The senior conservator, Jia-Sun Tsang, explained how she and her team deliberately left lots of open space between the paintings and the frame, unlike early attempts which made it feel closed in. This lets the view see the rough, uneven edges of the artwork to show through, as well as the occasional fingerprint. Clementine Hunter’s work is uniquely simplistic and they wanted to let that be seen. Most of her “canvasses” were actually made from cardboard or wood that she found, even a window-shade in one case.
Clementine was born in 1887 in Louisiana. She was illiterate and preferred working in the fields to going to school. She lived on Melrose Plantation, where her father was a sharecropper, most of her life. But the coolest things about her?
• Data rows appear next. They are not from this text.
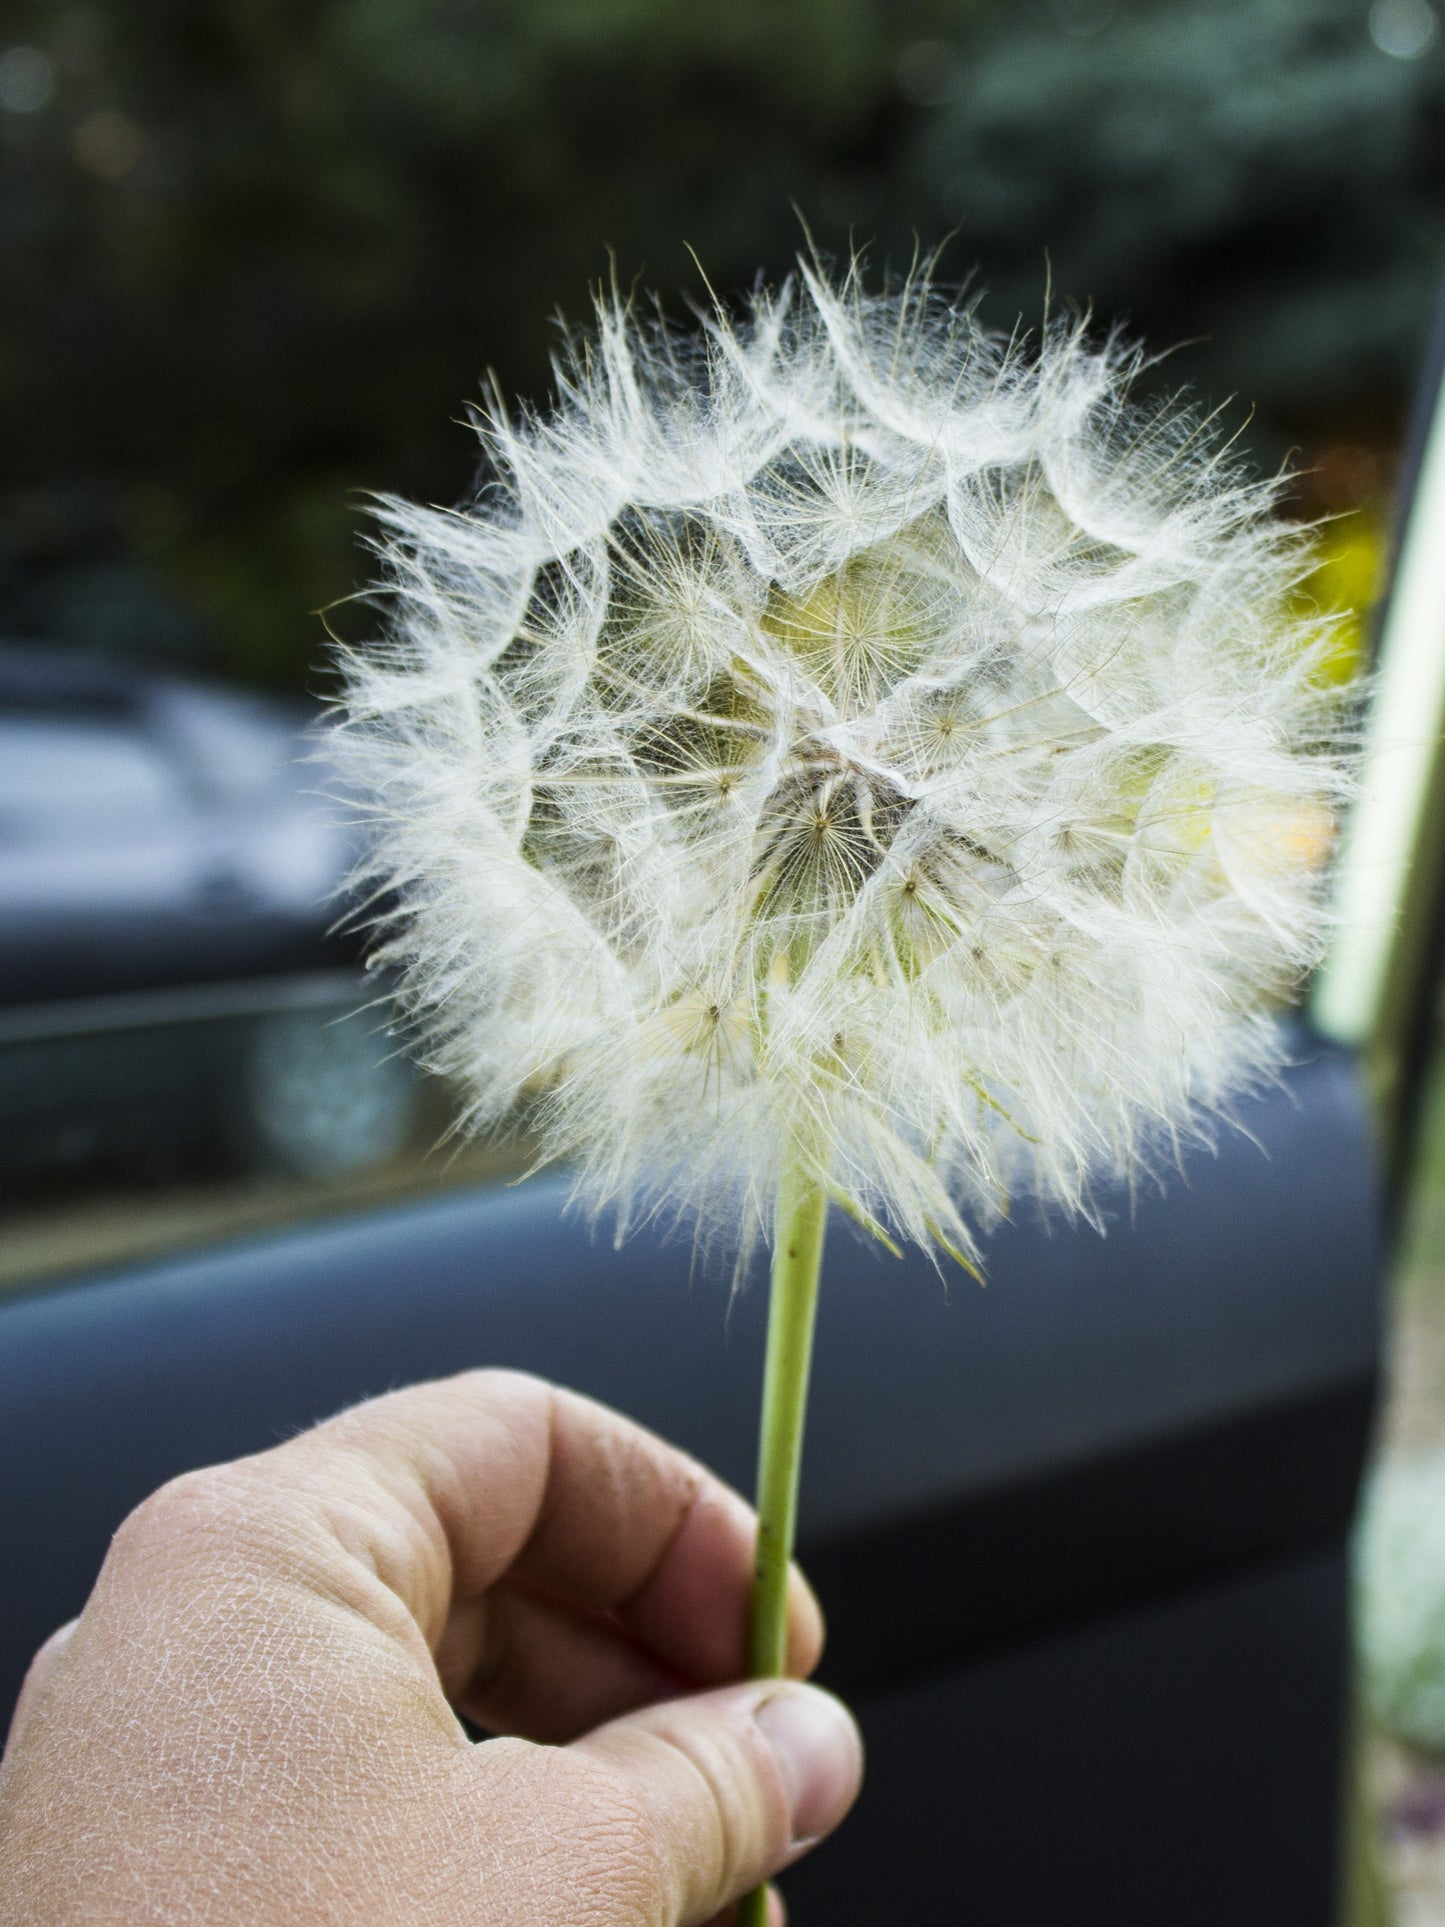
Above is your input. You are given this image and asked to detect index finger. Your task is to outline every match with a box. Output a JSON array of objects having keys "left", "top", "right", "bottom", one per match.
[{"left": 280, "top": 1369, "right": 824, "bottom": 1689}]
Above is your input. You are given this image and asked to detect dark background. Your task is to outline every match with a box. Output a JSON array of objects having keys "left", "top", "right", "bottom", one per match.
[{"left": 3, "top": 0, "right": 1442, "bottom": 690}]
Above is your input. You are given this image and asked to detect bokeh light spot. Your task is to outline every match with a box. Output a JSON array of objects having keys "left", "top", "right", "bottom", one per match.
[
  {"left": 0, "top": 45, "right": 55, "bottom": 114},
  {"left": 73, "top": 110, "right": 143, "bottom": 181},
  {"left": 1370, "top": 0, "right": 1438, "bottom": 58},
  {"left": 895, "top": 40, "right": 960, "bottom": 107}
]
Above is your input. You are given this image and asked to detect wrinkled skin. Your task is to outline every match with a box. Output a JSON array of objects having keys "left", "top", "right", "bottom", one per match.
[{"left": 0, "top": 1370, "right": 861, "bottom": 1925}]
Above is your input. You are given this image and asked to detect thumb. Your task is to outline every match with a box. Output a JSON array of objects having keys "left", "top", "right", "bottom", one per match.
[{"left": 565, "top": 1679, "right": 862, "bottom": 1926}]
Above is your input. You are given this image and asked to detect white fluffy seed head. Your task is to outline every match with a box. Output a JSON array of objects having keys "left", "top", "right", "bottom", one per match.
[{"left": 329, "top": 260, "right": 1353, "bottom": 1267}]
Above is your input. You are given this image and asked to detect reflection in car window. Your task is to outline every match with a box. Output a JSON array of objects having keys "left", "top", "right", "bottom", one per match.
[
  {"left": 160, "top": 692, "right": 307, "bottom": 804},
  {"left": 0, "top": 716, "right": 187, "bottom": 845}
]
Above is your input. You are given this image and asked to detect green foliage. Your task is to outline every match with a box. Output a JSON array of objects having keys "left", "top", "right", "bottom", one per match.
[
  {"left": 904, "top": 0, "right": 1445, "bottom": 426},
  {"left": 1357, "top": 1449, "right": 1445, "bottom": 1755},
  {"left": 1, "top": 0, "right": 952, "bottom": 682},
  {"left": 2, "top": 0, "right": 1441, "bottom": 685}
]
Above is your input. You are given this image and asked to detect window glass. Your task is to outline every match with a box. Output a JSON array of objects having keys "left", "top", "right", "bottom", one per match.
[{"left": 0, "top": 716, "right": 187, "bottom": 845}]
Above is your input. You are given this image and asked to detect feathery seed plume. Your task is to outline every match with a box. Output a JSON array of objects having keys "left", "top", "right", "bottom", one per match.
[{"left": 330, "top": 261, "right": 1350, "bottom": 1270}]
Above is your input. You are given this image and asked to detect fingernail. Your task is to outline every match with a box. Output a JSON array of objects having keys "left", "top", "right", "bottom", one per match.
[{"left": 755, "top": 1685, "right": 862, "bottom": 1845}]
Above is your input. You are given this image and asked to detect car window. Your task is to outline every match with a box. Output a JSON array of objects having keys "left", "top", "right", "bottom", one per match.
[
  {"left": 158, "top": 690, "right": 309, "bottom": 803},
  {"left": 0, "top": 714, "right": 189, "bottom": 846}
]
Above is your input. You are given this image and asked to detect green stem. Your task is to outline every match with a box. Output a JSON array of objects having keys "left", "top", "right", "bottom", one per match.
[{"left": 738, "top": 1160, "right": 829, "bottom": 1927}]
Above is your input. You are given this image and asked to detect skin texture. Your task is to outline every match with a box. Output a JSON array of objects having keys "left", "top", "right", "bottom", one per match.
[{"left": 0, "top": 1370, "right": 862, "bottom": 1926}]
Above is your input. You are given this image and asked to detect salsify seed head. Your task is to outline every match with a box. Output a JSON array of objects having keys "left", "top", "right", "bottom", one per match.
[{"left": 330, "top": 260, "right": 1352, "bottom": 1267}]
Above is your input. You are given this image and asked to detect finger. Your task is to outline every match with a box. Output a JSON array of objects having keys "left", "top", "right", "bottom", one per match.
[
  {"left": 472, "top": 1375, "right": 823, "bottom": 1682},
  {"left": 439, "top": 1577, "right": 685, "bottom": 1742},
  {"left": 4, "top": 1620, "right": 77, "bottom": 1755},
  {"left": 282, "top": 1370, "right": 823, "bottom": 1688},
  {"left": 565, "top": 1679, "right": 862, "bottom": 1926}
]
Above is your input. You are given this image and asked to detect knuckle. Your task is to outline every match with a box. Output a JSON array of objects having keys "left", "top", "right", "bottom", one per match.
[
  {"left": 110, "top": 1462, "right": 265, "bottom": 1567},
  {"left": 416, "top": 1365, "right": 551, "bottom": 1418},
  {"left": 566, "top": 1753, "right": 676, "bottom": 1923},
  {"left": 591, "top": 1719, "right": 771, "bottom": 1920},
  {"left": 485, "top": 1741, "right": 677, "bottom": 1926},
  {"left": 658, "top": 1722, "right": 768, "bottom": 1901}
]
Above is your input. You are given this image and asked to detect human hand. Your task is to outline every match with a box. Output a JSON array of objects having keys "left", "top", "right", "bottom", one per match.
[{"left": 0, "top": 1370, "right": 861, "bottom": 1924}]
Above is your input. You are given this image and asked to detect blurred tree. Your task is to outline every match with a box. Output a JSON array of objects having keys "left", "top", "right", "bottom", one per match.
[
  {"left": 904, "top": 0, "right": 1445, "bottom": 439},
  {"left": 0, "top": 0, "right": 947, "bottom": 681},
  {"left": 0, "top": 0, "right": 1440, "bottom": 685}
]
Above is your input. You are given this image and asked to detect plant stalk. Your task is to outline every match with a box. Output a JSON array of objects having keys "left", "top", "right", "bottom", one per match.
[{"left": 738, "top": 1161, "right": 829, "bottom": 1927}]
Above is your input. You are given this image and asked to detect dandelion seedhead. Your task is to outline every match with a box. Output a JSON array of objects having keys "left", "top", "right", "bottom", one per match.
[{"left": 331, "top": 260, "right": 1351, "bottom": 1267}]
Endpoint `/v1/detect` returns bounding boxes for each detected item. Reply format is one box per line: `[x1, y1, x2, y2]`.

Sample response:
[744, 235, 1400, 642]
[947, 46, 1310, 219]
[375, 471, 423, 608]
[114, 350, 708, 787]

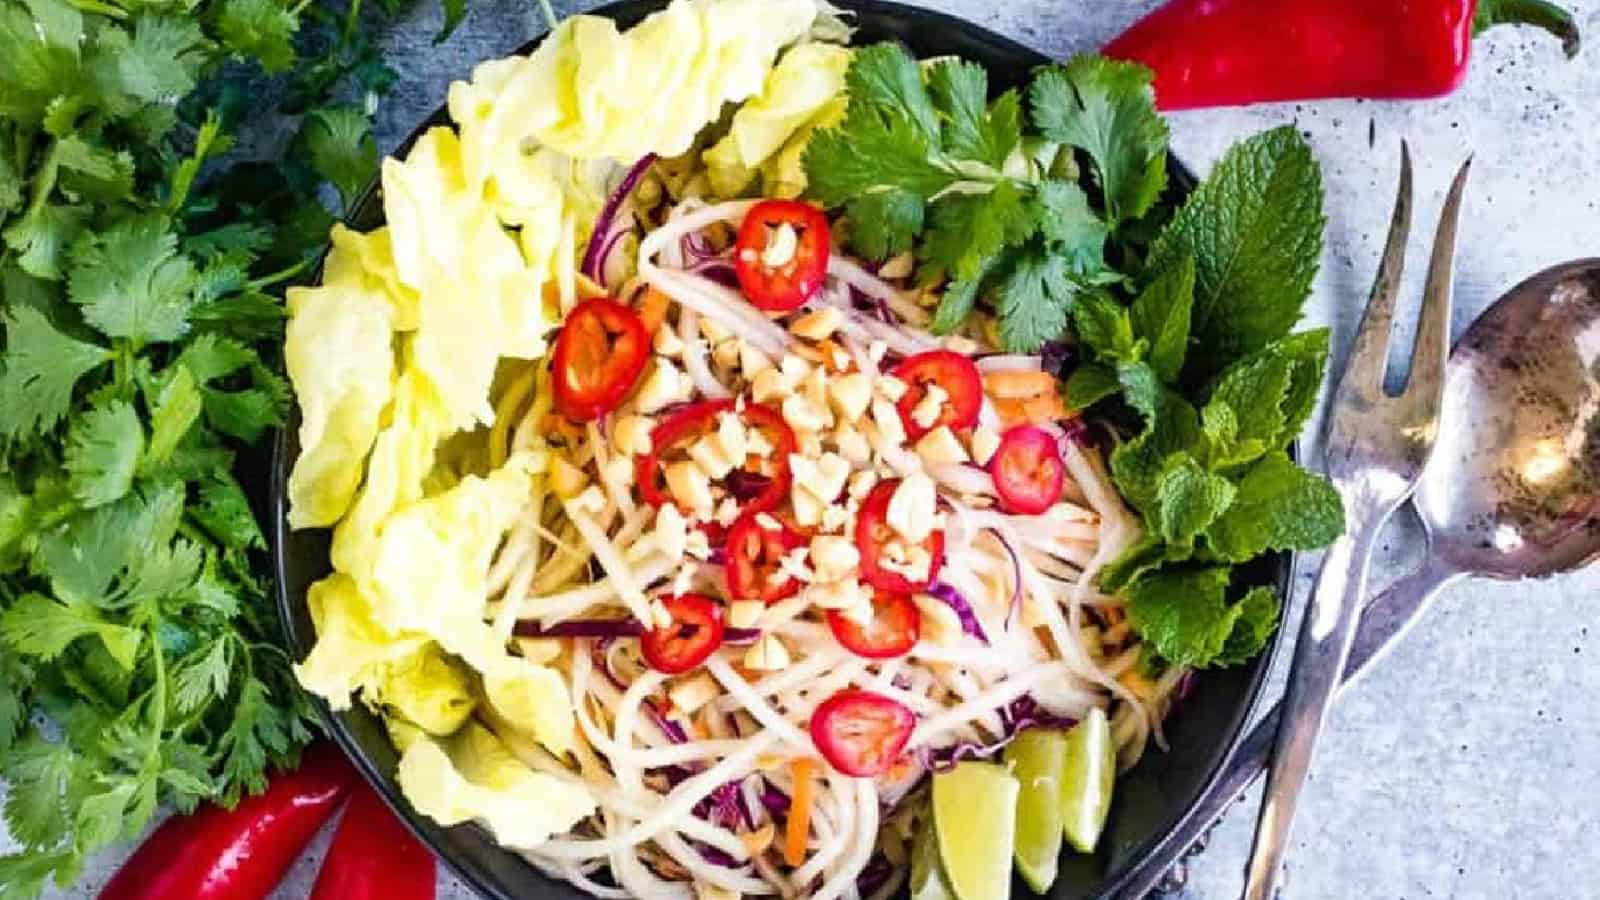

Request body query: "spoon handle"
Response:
[1115, 555, 1463, 899]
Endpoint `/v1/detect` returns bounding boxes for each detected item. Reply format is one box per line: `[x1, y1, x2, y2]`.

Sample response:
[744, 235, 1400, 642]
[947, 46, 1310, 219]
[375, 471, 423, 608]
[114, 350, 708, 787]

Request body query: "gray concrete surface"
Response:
[20, 1, 1600, 897]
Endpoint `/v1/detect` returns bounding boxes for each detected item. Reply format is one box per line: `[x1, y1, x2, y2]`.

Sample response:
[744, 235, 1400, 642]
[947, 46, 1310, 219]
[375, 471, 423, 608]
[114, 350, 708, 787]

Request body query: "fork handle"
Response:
[1240, 520, 1383, 900]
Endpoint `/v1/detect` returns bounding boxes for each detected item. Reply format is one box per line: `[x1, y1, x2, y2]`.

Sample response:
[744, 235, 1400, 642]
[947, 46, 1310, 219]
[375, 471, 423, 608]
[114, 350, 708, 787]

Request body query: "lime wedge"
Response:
[1004, 728, 1068, 893]
[910, 815, 957, 900]
[1060, 706, 1116, 853]
[932, 761, 1020, 900]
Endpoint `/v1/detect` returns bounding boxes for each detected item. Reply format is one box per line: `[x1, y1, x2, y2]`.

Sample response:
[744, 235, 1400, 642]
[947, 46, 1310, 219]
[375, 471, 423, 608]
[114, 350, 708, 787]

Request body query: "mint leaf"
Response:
[1202, 349, 1293, 469]
[1035, 179, 1109, 274]
[1110, 362, 1200, 509]
[1216, 587, 1280, 667]
[1207, 451, 1345, 562]
[1129, 255, 1194, 383]
[846, 190, 924, 260]
[67, 216, 196, 344]
[63, 400, 143, 508]
[1124, 566, 1239, 669]
[1268, 329, 1332, 442]
[1148, 126, 1324, 379]
[927, 59, 1021, 168]
[1070, 290, 1141, 365]
[1154, 457, 1236, 548]
[1065, 363, 1119, 411]
[0, 306, 111, 439]
[1029, 56, 1169, 226]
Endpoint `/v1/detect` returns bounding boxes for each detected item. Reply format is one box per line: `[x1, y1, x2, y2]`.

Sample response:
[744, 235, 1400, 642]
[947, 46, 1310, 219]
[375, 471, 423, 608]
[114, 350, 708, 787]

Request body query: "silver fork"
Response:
[1239, 145, 1471, 900]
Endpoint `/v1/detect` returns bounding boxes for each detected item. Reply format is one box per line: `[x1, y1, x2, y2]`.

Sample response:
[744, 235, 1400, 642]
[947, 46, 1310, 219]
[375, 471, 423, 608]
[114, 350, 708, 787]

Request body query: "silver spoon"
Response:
[1118, 258, 1600, 898]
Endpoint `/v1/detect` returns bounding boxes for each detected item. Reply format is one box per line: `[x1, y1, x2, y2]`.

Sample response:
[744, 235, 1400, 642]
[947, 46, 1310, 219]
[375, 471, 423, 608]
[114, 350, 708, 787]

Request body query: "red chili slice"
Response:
[990, 425, 1066, 515]
[636, 399, 795, 514]
[854, 480, 944, 594]
[639, 593, 725, 674]
[809, 689, 917, 778]
[726, 513, 807, 605]
[826, 591, 920, 659]
[551, 298, 651, 422]
[733, 199, 831, 312]
[891, 350, 985, 441]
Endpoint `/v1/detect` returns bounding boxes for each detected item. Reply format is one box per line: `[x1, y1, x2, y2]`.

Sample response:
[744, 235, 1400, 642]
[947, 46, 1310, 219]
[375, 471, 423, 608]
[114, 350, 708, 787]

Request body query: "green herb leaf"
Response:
[1123, 566, 1239, 669]
[0, 306, 111, 440]
[1147, 126, 1324, 379]
[63, 400, 144, 508]
[1153, 456, 1236, 548]
[1029, 56, 1169, 226]
[927, 59, 1021, 168]
[1128, 255, 1195, 383]
[1064, 363, 1119, 411]
[1216, 587, 1280, 667]
[846, 42, 940, 141]
[67, 217, 196, 344]
[1070, 289, 1142, 365]
[919, 179, 1034, 283]
[298, 105, 378, 209]
[1206, 451, 1344, 562]
[1034, 179, 1109, 274]
[995, 247, 1074, 353]
[845, 189, 924, 260]
[215, 0, 299, 73]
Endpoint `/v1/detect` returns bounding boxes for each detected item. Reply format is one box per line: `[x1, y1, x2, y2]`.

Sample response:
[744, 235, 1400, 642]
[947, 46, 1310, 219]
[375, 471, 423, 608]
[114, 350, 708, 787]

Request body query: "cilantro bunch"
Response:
[804, 47, 1344, 671]
[0, 0, 459, 892]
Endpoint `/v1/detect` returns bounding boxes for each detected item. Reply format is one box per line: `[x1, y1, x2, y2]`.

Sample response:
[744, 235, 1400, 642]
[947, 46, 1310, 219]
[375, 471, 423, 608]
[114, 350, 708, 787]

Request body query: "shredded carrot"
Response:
[1021, 391, 1068, 423]
[982, 369, 1057, 400]
[784, 758, 816, 867]
[637, 286, 670, 334]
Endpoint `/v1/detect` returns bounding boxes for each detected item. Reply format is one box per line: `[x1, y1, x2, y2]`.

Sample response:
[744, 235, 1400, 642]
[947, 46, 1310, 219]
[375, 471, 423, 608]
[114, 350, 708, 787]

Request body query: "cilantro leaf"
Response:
[67, 216, 196, 344]
[0, 734, 82, 851]
[3, 204, 87, 280]
[919, 180, 1034, 283]
[1129, 255, 1195, 383]
[192, 473, 265, 551]
[1207, 451, 1344, 562]
[845, 189, 924, 260]
[55, 137, 135, 203]
[172, 640, 232, 715]
[1123, 566, 1239, 669]
[930, 265, 989, 336]
[846, 42, 940, 141]
[803, 101, 957, 207]
[927, 59, 1021, 168]
[0, 593, 141, 669]
[63, 399, 144, 508]
[143, 365, 204, 467]
[1034, 179, 1109, 274]
[297, 105, 378, 210]
[995, 247, 1074, 353]
[0, 306, 111, 440]
[1148, 126, 1325, 379]
[215, 0, 299, 73]
[1029, 56, 1169, 226]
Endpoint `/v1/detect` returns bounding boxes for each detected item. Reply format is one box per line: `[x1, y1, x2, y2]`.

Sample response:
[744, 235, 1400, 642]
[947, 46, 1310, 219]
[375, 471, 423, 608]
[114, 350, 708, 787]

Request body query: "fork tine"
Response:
[1401, 157, 1471, 407]
[1338, 142, 1414, 399]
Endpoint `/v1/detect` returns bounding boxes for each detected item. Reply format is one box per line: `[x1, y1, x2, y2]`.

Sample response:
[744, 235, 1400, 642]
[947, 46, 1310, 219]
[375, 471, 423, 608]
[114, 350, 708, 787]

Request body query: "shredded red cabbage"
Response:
[514, 619, 645, 638]
[856, 854, 895, 895]
[1040, 340, 1074, 377]
[643, 699, 690, 744]
[724, 469, 774, 501]
[924, 582, 989, 644]
[724, 626, 762, 645]
[580, 153, 656, 282]
[922, 696, 1078, 772]
[758, 779, 791, 817]
[687, 258, 739, 287]
[987, 528, 1024, 626]
[590, 638, 630, 692]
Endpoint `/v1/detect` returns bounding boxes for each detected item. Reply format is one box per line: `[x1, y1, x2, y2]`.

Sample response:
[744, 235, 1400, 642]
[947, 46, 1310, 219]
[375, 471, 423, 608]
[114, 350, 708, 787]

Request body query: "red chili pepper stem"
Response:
[1475, 0, 1580, 58]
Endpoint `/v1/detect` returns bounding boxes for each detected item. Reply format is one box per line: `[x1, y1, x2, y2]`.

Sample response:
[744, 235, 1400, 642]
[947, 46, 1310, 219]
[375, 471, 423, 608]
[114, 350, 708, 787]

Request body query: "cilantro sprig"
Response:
[804, 47, 1345, 671]
[0, 0, 464, 891]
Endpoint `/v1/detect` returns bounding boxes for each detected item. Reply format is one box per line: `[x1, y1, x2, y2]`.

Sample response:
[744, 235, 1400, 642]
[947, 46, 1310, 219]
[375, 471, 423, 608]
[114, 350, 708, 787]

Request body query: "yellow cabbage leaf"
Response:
[398, 723, 593, 850]
[284, 281, 395, 530]
[330, 366, 449, 578]
[492, 0, 818, 163]
[371, 643, 478, 736]
[482, 654, 576, 756]
[365, 452, 542, 670]
[704, 42, 851, 197]
[294, 573, 427, 708]
[323, 224, 421, 330]
[761, 94, 848, 199]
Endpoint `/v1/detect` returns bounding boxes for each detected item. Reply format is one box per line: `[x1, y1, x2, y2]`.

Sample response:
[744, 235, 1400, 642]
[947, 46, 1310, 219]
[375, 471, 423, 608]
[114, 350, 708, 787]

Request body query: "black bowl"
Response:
[271, 2, 1290, 896]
She was a self-taught artist, she didn’t start painting until she was in her fifties, and she was one of the first African Americans to have an art show in New Orleans.
Even though the exhibit, hidden away at the back of the other art, might be hard to find, it’s well worth the fifteen minutes it takes to go through and enjoy her paintings, showing all the activities on the plantation, from visiting church to getting married to picking cotton. Anyone can enjoy it and reminds us all that we don’t have to paint like Rembrandt for people to enjoy our work. The exhibit will be on display until next year.